Today, it has turned around. We see independent producers in the commercial as well as the not-for-profit arena developing projects in Canada with Broadway as the ultimate goal. Advertising the opportunity to “see the show before it opens on Broadway” is growing more common. Whether or not the play really does open on Broadway is beside the point. The point of sale for ticket buyers domestically is the point. Whatever gets them to the box office.
Of course, we are all delighted to see a Canadian theatrical success also succeed abroad, but that should not be the driving motivational goal to produce the show. The pandemic has forced our theatres to carefully reconsider their seasons with a whole new mindset in regard to values.
While re-building relationships and coaxing subscribers back to their theatres, the lure of Broadway should be the furthest thing from their minds.
As Nina Simone wrote: “It’s a new dawn, it’s a new day, it’s a new life…”
And it’s a new generation of theatre leadership that is coming into its own, with encouraging signs of BIPOC representation and more women playing leading roles. Courage, knowledge and love for their craft will compel these new leaders to look at the world through a wider aperture. Although sidelined for now because of circumstances they did not create, they are heartfelt organizers who know their craft well.
They also know something about the meaning of discipline.

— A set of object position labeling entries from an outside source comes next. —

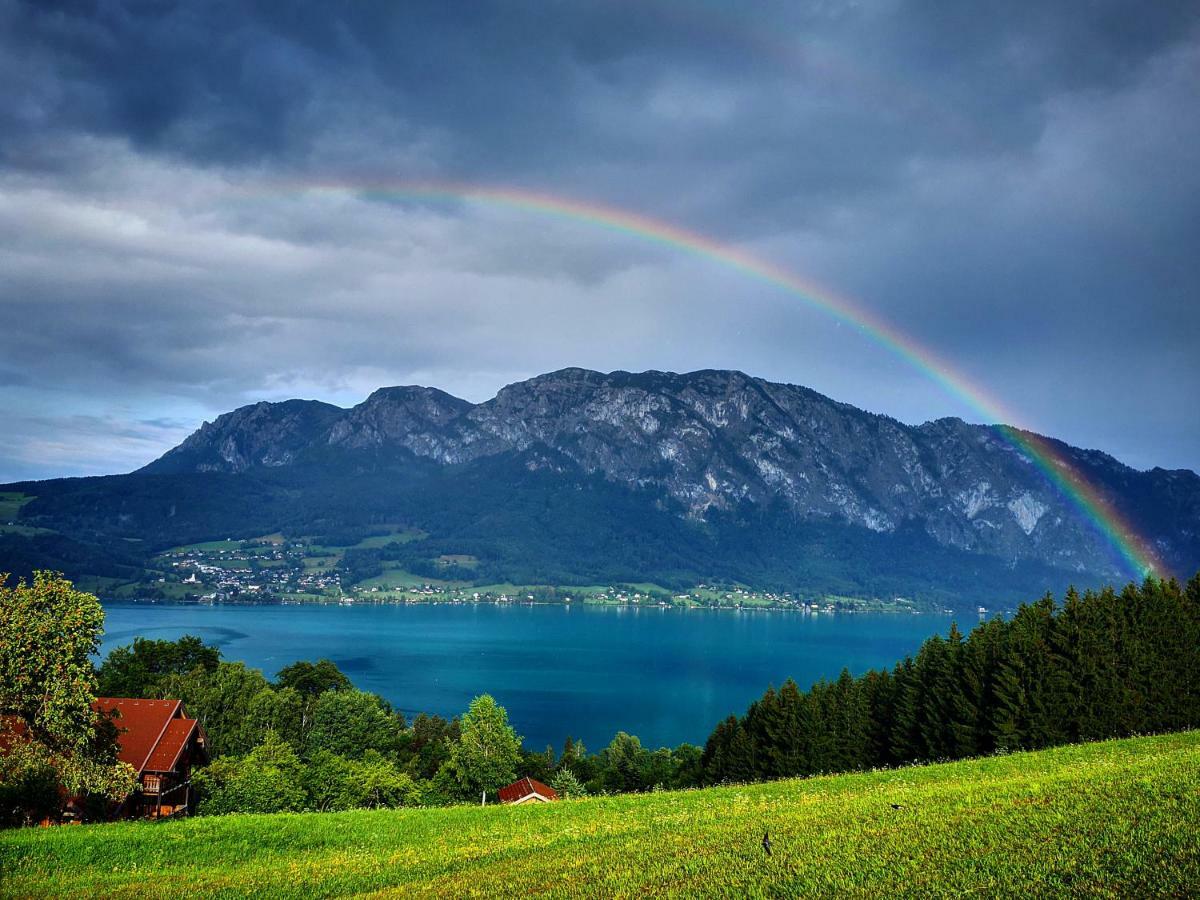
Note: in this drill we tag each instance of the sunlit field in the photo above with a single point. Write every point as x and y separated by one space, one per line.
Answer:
1116 819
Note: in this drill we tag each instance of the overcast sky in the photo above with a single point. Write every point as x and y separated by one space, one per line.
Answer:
1013 186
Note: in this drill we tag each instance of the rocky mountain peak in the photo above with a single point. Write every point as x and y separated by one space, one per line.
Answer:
719 441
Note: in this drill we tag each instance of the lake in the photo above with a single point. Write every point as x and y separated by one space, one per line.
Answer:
667 676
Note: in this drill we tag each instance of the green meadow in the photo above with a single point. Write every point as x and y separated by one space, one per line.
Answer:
1116 819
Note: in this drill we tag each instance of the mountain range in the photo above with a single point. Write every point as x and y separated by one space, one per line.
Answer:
576 474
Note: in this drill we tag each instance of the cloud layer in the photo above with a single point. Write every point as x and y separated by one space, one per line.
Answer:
181 228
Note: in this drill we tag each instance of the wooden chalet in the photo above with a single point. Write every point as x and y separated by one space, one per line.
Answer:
527 790
159 741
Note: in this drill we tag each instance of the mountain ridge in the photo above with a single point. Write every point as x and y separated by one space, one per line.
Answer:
749 477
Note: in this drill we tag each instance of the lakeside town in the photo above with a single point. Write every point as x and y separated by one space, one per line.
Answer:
274 569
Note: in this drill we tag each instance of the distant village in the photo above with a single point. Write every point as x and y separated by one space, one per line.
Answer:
294 571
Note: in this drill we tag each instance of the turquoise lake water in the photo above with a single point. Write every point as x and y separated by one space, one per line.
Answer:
667 676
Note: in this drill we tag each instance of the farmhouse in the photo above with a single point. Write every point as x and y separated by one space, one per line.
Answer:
162 744
527 790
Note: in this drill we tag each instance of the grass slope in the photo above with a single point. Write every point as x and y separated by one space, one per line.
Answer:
1117 819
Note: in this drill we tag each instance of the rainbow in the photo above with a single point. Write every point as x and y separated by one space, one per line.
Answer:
1115 528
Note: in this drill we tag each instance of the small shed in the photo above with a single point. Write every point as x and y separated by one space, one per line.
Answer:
527 790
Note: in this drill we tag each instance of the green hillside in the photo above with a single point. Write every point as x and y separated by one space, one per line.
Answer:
1101 820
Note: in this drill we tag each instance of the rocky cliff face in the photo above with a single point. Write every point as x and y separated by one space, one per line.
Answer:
715 441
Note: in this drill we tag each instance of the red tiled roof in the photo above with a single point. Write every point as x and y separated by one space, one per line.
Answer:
142 726
525 787
172 744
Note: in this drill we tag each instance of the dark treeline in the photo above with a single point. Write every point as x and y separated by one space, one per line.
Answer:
1101 665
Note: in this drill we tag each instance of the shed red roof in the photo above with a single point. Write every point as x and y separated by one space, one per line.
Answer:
526 787
151 732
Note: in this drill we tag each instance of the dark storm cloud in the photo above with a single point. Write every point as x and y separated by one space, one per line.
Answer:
1012 184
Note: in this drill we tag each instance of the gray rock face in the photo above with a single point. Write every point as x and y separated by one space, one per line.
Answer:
715 441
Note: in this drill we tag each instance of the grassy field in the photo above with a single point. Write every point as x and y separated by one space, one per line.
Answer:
1120 819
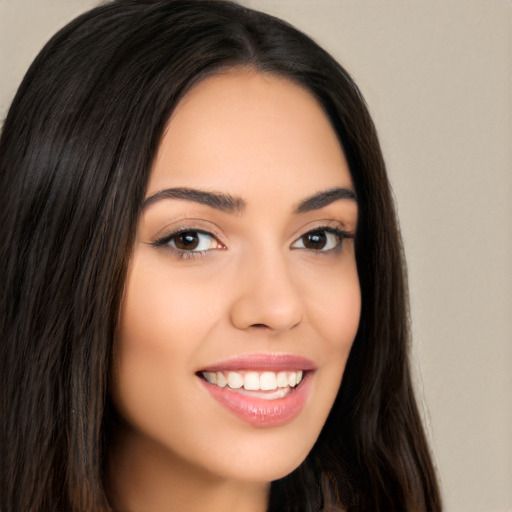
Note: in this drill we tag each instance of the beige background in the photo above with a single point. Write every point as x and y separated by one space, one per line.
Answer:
437 75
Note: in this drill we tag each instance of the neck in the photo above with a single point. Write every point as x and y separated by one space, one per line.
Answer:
144 476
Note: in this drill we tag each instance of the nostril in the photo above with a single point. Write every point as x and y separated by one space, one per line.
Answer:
260 326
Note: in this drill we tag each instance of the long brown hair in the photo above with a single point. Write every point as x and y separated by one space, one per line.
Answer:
76 151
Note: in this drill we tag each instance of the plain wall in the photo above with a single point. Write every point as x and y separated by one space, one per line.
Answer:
438 79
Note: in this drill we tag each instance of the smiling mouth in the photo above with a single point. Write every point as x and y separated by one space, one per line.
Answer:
267 385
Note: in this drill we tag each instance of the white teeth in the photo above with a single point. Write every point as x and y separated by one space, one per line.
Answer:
268 381
235 380
282 379
221 380
254 381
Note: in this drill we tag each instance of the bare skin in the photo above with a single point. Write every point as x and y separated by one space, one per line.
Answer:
270 271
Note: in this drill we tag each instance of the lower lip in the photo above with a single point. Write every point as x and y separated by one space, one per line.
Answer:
260 412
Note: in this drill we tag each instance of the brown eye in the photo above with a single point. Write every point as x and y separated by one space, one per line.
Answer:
190 241
187 241
320 240
315 240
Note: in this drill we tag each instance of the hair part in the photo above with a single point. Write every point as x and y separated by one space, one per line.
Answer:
76 152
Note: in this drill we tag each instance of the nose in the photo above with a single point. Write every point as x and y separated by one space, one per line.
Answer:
267 296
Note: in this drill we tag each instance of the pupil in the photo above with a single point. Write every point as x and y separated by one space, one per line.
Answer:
188 240
315 240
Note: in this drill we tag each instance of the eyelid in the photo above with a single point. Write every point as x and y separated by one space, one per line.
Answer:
336 231
163 241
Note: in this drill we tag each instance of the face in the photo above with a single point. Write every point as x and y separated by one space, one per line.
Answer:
242 298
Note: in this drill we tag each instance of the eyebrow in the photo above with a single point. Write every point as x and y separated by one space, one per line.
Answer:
324 198
217 200
234 204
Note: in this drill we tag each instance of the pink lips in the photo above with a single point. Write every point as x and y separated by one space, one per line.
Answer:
258 411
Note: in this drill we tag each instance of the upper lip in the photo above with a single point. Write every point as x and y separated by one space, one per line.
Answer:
270 362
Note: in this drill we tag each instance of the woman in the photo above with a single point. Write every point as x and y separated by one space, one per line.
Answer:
199 246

They have come of age when wars of aggression abroad and oppressive policing practices at home have been the lived reality of the streets where they grew up. They understand that the daily micro- and macro-aggressions of these oppressions call for discipline and careful planning on a day-to-day basis. Hopefully, they now will take the various disciplines of their art form and turn them toward the creation of new life and a better world.
This might be the beginning of the “new normal” that Dionne Brand was imagining. Because what is art, if not a work of the imagination? Why live in the old world when we could be creating a new one? Otro teatro es possible!